Учреждение находилось накануне ликвидации. Лишь спустя время Сарториус понял, что предназначенное к ликвидации иногда может оказаться наиболее прочным, но даже обреченным на вечное существование. Это учреждение находилось в Старо-Гостином Дворе на антресолях, где некогда хранились товары, боящиеся сырости. Лестница из этого учреждения спускалась вниз — в каменную галерею, окружавшую весь старинный торговый двор. На входной двери помещалась железная вывеска: Республиканский трест весов, гирь и мер длины — «Мерило труда».

Управление этой полузабытой и бедной отрасли тяжелой промышленности представляло из себя одну большую сумрачную залу с низким потолком, устроенным в виде подземного свода; при этом потолок у стен опускался настолько низко, что служащие, сидевшие вблизи стен, почти касались его головами. В зале стояло несколько столов, и за каждым сидело по одному или по два человека, которые писали либо считали на счетах. Всего служащих было человек тридцать или не более сорока, однако шумом своей работы, движением, вопросами и восклицаниями они производили впечатление громадного учреждения первостепенной важности.

В тот же день Сарториуса приняли на должность инженера по новым весовым конструкциям, и он сел за плоский стол против Виктора Васильевича Божко.

Пошли дни его новой жизни. В несколько ночей Сарториус закончил свой последний проект для института опытного машиностроения, где он работал до того времени, и сосредоточился на самой древней машине в мире — весах. Ничто так мало не изменилось на протяжении последних пяти тысяч лет истории, как весовая машина. Во времена циклопов, в античной Греции и Карфагене, в великой Персии, погибшей под ударами Александра Македонского, — всюду во всех временах и пространствах самой всеобщей и необходимой машиной были весы. Весы столь же стары, как оружие, и может быть, они одно и то же с ним, — весы это военный меч, положенный своей серединой на ребро камня — для справедливого разделения добычи между победителями.

Божко, не умевший работать без умственной и сердечной любви к предмету порученного ему труда, широко объяснил Сарториусу решающее значение весов в жизни человечества.

— Еще покойник Димитрий Иванович Менделеев, — говорил он, — выше всего любил весы!
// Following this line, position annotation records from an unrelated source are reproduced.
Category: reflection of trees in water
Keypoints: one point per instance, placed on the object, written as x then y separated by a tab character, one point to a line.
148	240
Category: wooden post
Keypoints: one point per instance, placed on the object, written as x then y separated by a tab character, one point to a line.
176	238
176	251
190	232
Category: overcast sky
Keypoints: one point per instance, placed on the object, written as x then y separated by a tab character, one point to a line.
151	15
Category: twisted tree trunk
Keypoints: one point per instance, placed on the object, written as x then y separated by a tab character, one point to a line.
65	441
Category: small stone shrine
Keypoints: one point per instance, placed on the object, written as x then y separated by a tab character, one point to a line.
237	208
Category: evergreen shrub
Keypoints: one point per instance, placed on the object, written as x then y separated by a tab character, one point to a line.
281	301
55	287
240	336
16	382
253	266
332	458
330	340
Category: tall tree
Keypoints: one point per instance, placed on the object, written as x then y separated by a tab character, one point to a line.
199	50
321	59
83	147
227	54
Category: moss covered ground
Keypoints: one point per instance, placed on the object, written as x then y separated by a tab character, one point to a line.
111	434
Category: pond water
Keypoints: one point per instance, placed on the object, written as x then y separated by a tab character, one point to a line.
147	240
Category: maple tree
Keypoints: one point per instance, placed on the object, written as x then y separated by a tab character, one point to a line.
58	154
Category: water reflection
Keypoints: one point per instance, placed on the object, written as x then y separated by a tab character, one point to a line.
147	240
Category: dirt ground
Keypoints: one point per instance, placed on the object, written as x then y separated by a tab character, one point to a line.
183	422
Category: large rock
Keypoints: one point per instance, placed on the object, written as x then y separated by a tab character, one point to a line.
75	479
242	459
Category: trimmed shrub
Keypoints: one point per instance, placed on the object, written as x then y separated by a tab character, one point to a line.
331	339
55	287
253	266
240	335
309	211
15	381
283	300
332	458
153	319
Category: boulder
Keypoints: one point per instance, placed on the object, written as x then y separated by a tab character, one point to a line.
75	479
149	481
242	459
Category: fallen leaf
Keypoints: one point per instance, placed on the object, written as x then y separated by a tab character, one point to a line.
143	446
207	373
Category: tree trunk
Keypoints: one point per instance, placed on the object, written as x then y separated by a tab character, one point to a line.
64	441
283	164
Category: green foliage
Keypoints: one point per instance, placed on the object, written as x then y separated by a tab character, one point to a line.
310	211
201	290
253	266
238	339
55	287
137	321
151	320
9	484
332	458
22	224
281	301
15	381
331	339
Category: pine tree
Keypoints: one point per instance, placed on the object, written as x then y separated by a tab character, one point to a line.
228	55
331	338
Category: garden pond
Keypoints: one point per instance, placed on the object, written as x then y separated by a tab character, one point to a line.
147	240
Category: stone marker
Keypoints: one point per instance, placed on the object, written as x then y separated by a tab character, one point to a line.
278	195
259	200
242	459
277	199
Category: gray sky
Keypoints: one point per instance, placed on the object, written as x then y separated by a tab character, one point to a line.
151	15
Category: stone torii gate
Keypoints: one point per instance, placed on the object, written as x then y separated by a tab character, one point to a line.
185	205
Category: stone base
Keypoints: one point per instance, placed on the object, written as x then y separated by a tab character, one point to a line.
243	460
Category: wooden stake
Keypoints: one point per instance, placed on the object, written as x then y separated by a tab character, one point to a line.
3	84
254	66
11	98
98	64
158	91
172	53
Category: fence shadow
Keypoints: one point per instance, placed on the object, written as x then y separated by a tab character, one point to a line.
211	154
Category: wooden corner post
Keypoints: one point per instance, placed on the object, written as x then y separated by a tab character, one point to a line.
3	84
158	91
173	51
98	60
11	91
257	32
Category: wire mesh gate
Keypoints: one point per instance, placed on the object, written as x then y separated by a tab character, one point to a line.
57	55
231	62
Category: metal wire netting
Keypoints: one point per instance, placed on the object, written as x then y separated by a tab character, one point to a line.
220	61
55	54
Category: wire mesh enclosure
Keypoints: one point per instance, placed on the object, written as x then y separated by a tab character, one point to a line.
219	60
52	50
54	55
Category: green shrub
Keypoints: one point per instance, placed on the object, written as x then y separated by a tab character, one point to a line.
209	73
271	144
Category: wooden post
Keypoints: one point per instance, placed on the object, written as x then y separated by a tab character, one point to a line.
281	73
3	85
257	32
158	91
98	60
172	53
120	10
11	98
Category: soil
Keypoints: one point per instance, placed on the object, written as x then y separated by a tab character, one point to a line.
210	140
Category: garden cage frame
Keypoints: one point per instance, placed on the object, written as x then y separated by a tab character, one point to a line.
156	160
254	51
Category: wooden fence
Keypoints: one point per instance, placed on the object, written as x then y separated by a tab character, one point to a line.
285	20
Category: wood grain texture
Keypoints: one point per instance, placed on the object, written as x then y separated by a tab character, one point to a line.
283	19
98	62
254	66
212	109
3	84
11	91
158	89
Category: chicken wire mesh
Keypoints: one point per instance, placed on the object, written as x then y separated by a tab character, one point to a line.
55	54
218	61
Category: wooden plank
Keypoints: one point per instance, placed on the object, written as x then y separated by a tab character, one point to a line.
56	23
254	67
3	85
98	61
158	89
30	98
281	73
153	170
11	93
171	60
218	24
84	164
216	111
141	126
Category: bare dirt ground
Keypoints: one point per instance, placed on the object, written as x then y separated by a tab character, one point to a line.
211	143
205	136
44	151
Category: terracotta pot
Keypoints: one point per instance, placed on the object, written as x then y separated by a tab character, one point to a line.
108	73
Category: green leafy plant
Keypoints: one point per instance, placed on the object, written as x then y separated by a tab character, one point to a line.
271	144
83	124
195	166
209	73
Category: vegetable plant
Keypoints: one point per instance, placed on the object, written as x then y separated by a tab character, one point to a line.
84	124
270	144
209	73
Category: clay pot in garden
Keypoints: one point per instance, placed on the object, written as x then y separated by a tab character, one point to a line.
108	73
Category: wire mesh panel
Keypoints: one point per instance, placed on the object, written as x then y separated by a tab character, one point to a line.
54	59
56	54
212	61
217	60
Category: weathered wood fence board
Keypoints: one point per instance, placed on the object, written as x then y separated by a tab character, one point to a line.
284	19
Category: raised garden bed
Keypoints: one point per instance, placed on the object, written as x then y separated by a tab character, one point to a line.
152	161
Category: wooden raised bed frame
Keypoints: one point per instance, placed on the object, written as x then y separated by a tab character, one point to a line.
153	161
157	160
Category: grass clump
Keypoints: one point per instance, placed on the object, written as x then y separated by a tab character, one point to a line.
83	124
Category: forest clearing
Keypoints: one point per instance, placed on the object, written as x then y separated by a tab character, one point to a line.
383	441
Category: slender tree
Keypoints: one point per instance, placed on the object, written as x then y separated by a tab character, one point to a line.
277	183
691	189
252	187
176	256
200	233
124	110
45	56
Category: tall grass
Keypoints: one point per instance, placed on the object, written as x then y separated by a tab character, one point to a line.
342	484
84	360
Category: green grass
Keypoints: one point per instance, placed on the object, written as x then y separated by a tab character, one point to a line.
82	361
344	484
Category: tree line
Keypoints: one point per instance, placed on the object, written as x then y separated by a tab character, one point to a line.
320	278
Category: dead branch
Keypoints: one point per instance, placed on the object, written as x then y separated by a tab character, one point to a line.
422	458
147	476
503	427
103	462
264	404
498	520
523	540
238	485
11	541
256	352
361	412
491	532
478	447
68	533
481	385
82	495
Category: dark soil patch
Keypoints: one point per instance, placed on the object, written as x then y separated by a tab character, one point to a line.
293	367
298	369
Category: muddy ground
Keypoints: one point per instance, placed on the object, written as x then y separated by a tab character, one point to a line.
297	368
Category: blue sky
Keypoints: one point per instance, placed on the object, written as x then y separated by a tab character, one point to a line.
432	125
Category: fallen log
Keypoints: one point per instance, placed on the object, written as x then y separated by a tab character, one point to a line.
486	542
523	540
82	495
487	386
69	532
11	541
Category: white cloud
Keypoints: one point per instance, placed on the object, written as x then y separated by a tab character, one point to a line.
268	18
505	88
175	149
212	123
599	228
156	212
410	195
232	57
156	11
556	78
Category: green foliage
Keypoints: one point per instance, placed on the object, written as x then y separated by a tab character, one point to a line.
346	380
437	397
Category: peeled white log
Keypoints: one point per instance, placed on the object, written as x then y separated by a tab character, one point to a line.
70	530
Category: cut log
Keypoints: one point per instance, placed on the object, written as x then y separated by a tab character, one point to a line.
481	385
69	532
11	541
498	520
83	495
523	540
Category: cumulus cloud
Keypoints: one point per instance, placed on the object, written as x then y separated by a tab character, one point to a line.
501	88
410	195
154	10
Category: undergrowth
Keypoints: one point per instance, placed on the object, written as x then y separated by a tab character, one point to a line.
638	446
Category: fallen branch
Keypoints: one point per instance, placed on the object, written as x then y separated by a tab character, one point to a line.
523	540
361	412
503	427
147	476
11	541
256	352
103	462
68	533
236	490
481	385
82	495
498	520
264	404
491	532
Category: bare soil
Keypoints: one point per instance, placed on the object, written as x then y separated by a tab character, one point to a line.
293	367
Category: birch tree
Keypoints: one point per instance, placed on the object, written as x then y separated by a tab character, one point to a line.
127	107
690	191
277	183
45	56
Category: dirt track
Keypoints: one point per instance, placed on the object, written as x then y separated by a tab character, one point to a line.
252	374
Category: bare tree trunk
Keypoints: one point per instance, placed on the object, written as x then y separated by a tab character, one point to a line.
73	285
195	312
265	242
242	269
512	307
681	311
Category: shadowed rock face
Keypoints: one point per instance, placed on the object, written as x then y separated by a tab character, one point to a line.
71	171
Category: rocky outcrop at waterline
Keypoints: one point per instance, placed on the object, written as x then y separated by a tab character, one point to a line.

Он свою периодическую систему элементов — и то меньше любил. Хотя, что ж! Там ведь все дело основано на тех же весах: атомный вес, больше ничто!

Божко знал также, почему весовой прибор есть наиболее незаметный и скудный предмет: потому что человек зорко всматривается лишь в то, что лежит на весах — в колбасу или хлеб, но что под ними — он не замечает; а под хлебом и колбасой находятся весы — инструмент чести и справедливости, простая нищая машина, считающая и берегущая священное добро социализма, измеряющая пищу рабочего и колхозника в меру его творящего труда и хозрасчета.